Reading between the lines, I determined that it was the creamy/slimy texture and sweetness of a hot bowl of oatmeal that was unappealing to him.
The key would be to make it savory and more rustic. Furthermore, I needed to add to the allure of the final dish by incorporating some of his favorite flavors into the recipe.
With my thinking cap firmly in place, I concocted this mélange:
Oatmeal Breakfast Pilaf
For the oatmeal:
Sauté 1 cup of steel-cut oats with a little butter in a heavy saucepan until it smells toasty.
Add 3 cups of boiling water and a good pinch of salt.
Give a quick stir and lower the heat until it is barely bubbling.
Do not stir.
It should be done in 20 minutes or so. The oatmeal should not be too soft.
Sauté in a skillet an assortment of embellishments:
Onion, mushroom, sausage are shown here.
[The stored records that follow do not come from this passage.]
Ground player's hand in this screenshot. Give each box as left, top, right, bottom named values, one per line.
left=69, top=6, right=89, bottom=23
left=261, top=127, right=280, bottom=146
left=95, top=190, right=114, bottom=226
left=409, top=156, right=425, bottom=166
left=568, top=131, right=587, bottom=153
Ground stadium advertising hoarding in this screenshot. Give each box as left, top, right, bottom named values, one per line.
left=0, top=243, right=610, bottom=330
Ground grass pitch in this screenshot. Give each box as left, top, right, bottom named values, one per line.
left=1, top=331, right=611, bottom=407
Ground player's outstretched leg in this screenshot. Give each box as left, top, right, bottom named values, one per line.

But the possibilities are endless! Ham, chorizo, bacon, bell pepper, fresh herbs, leeks...the list goes on and on!
Finally, scoops of cooked oatmeal are added to the pan, stirred in and browned a bit. A little salt and pepper are added to taste.
I've made Oatmeal Breakfast Pilaf several times now and Mr. Sutter cleans his plate. At first, I was reluctant to divulge the key ingredient. When I finally did, he was receptive. He didn't spit it out and shout YOU LIAR! YOU CHEAT! HOW DARE YOU BETRAY ME!
So my work here with oatmeal is done. Problem solved. Husband eating oatmeal 3-4 days a week.
They say that cheaters never prosper, but perhaps, they have lower cholesterol.